Inheriting Eliot
American Poetry Review, The, Sep/Oct 2001 by Rector, Liam
Where is the work of T. S. Eliot these days? Is his work being taken up by the generations of poets coming up? And, moreover, what's the situation for inheriting Eliot among his grandchildren and his latter-day great-grandchildren?
Once upon a time there no doubt was what Delmore Schwartz called the literary dictatorship of T. S. Eliot, a dictatorship whose orthodoxies entranced, captivated, defined, refined, and terrified his children. My sense now is that the Eliot juggernaut in America has been overtaken, in the land of the living, by the influence of Wallace Stevens, a line Harold Bloom has traced well behind Stevens and on forward into the land of Ashbery. It's a powerful, imaginative, linguistically talented, and romantic lineage. Eliot's orthodoxies overturned and by now in many quarters almost ignored, it's a perfect time to be reading and inheriting Eliot without the terror.

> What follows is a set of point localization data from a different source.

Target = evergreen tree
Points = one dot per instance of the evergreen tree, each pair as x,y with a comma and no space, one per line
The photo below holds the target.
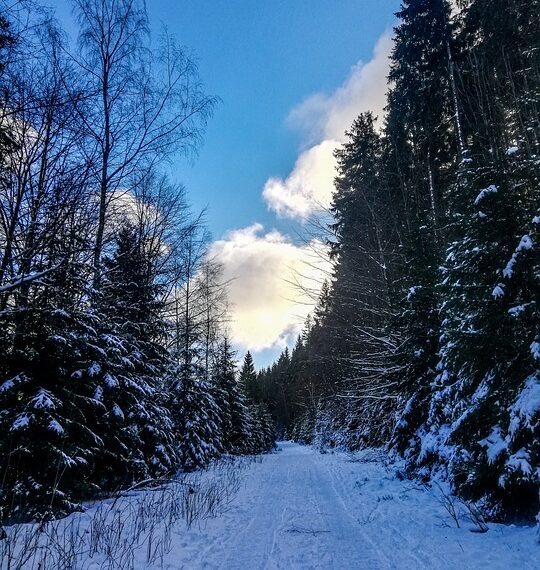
195,412
421,147
482,411
230,399
248,379
136,426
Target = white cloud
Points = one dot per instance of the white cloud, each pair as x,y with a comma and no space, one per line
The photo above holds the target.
268,308
324,119
308,187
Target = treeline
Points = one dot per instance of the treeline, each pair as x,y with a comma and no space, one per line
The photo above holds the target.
426,337
115,368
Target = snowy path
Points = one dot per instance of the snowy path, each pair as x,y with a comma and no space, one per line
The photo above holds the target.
302,510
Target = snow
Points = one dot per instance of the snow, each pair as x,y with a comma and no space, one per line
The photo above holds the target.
527,406
492,189
525,244
21,422
299,509
495,444
43,400
498,291
94,369
519,461
56,427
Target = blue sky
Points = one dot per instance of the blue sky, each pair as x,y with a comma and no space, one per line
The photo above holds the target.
267,61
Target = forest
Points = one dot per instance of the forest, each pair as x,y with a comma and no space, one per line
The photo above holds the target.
116,368
426,336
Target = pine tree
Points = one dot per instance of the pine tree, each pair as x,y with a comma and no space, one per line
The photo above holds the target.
46,440
483,414
248,379
137,428
420,150
196,414
230,400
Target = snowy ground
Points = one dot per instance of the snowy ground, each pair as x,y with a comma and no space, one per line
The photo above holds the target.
298,509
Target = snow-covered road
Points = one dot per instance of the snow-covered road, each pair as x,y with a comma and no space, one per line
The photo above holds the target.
298,509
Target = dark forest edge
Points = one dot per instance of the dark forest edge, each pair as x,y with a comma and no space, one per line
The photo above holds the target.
426,336
115,365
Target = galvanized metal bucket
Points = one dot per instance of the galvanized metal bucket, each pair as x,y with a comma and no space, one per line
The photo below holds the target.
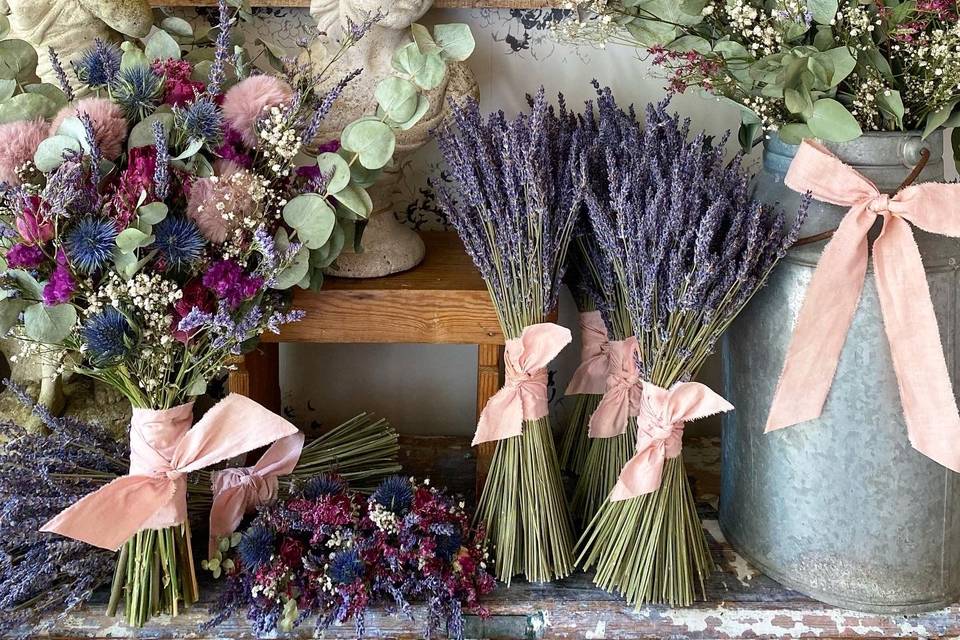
842,508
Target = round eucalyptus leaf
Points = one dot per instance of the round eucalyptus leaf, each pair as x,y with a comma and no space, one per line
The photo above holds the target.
425,42
18,61
50,152
455,41
372,140
356,201
25,106
422,106
433,72
177,26
161,46
295,271
49,325
397,97
7,89
312,218
832,122
336,169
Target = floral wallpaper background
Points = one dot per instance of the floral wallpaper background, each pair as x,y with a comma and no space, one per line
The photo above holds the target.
431,389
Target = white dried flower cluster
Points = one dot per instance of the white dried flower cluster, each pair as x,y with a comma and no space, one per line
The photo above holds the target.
758,31
279,142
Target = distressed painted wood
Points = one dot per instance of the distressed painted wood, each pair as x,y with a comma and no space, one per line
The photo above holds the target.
442,4
741,603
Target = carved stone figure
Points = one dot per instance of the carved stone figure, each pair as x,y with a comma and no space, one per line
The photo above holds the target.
388,246
70,26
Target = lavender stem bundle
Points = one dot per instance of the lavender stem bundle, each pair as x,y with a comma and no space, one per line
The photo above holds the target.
687,247
516,203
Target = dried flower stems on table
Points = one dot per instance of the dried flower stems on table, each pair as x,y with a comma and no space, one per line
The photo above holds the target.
687,248
514,206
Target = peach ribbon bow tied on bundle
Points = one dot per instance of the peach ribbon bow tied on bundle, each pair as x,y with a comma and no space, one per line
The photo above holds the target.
660,423
163,450
238,491
622,391
591,375
929,405
524,393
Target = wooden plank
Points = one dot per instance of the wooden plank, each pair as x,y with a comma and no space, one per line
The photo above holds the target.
443,301
440,4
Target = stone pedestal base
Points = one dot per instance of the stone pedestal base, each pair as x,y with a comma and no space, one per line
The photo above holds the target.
388,247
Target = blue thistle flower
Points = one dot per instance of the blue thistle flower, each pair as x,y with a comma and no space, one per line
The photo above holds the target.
137,91
178,241
346,566
108,335
90,244
201,120
323,485
256,546
395,494
98,65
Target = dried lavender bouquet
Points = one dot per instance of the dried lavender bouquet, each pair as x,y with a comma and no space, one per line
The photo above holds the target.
688,247
515,206
44,577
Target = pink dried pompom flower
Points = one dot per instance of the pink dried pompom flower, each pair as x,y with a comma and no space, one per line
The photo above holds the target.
18,143
245,102
109,125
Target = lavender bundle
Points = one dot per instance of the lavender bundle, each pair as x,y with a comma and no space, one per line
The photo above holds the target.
604,457
687,247
515,208
41,574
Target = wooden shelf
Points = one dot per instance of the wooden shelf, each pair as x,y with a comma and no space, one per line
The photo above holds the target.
442,301
741,603
440,4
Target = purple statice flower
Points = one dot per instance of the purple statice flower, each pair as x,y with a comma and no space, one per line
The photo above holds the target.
60,74
161,171
221,50
25,256
59,289
43,577
230,283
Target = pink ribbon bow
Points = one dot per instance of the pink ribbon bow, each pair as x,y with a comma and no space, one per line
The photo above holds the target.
621,399
238,491
660,433
524,393
591,375
163,450
929,405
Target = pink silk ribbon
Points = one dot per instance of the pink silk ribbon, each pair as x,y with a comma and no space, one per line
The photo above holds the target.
660,433
237,491
163,450
623,389
926,396
591,375
524,393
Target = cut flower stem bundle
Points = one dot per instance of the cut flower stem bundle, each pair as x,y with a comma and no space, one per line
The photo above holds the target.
515,205
686,247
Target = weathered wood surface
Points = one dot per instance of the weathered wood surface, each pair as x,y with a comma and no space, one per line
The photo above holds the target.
443,301
741,602
442,4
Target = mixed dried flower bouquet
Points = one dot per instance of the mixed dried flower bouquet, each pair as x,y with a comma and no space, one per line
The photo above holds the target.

Not many poets have the trust funds they so richly deserve, and the main vein of inheritance for poets is the poetry of the past, the poetry of those who came before, the poetry poets now read, internalize (even memorize), and move on with. "The words of a dead man/ Are modified in the guts of the living," wrote Auden in his elegy to Yeats, and in this reading, eating, remembering, and stomaching we imagine and so go on to enact what our futures might be as poets, what our future poetry might become. Something moved us to animacy and emulation in the first place, in some Scene of Instruction, some Falling in Love and Going Down within the vast conformity and insane tribal democracy of language, in First World. We're born, come to fruition, and wither: that's the story. And within those three vast (and short, and swinish, and basically unknowing) movements, we inherit. We also pass on.
Critics do not determine the canon; writers do. Critics may judge the contest, explain, interpret, historicize, and other things (such as writing their spiritual autobiographies in an orgy of belletrist aesthetics), but it is the poets who marry each other's work forth, who carry each other's work into renewed greatness, and this happens through the kabuki dance of influence and through the love, bickering, devotion, and battle with the work that we have chosen (and been chosen by) in First World.
The opposite of love is not hate, as Rollo May noted; the opposite of love is indifference. Now that the need to directly hate the dictator has subsided for a moment, who is paying attention to, who is inheriting Eliot's work, and towards what through-line?
I don't think there's any centrality or consensus in American poetry at the moment, and to say things are balkanized is a truism all of us have lived with for a long time, perhaps since the day of Robert Lowell, our last poet of national consensus-in perhaps our last post-Vietnam sense of nation.
In 1973 Harold Bloom gave us The Anxiety of Influence, for which I, for one, am eternally grateful. As Donald Hall has said about the work of Freud, it's as nasty as life itself is, and so is Bloom's notion of influence. A sickness unto death, an influenza, a situation that persists until, as Edgar Allan Poe had it, "the fever called 'Living'/ Is conquered at last." Whether you believe what's written in The Anxiety of Influence or not, whether you see writing as a battlefield or a playground-as a vast, titanic, Oedipal and Electra struggle within the family romance or as a fount gleaned in utter originality from an individual's teeming brain-- Bloom's theory is a force to be reckoned with.
My two heroes in literary criticism, which is something I do to myself when I am lonely for good conversation, have been Harold Bloom and Hugh Kenner. Hugh Kenner's The Pound Era so moved me to tears with the sheer electricity of its intelligence that I moved to study briefly with Kenner while a graduate student in the Writing Seminars at Johns Hopkins in the late 1970s. While I was there Bloom stopped by, and Bloom did blow me away. I hated what he had to say about influence, just as I had first hated what I took to be the orthodoxy of T. S. Eliot. The opposite of love is not hate; the opposite of love is indifference. I -soon recognized in my opposition to Bloom the gale force of rapport, and I took the influence of influence in.
Harold Bloom and Kenner could not be more different, and their work has been a useful and fecund contrary for me ever since. Bloom's scene of instruction is Freudian, while Kenner's world, in keeping with the Pound and Eliot of The Pound Era, is vortextual. To me Bloom's dark world has been an unflinching cauldron of realism itself, while Kenner's sense of vortex has been both enclosure and horizon.
It's always astonished me a bit that Bloom has managed to steer so dear, comparatively, of Eliot and Pound, but the terrain of Bloom's taste has generally been the romantic sublime, and for important reasons in Eliot, including Eliot's sense of impersonality and his penchant for austerely undeluded realism, Eliot's work veers significantly away from romance, as I understand the term. Bloom appears to love personality in literature, as did, say, Walt Whitman-and personality, as we know, is anathema to Eliot.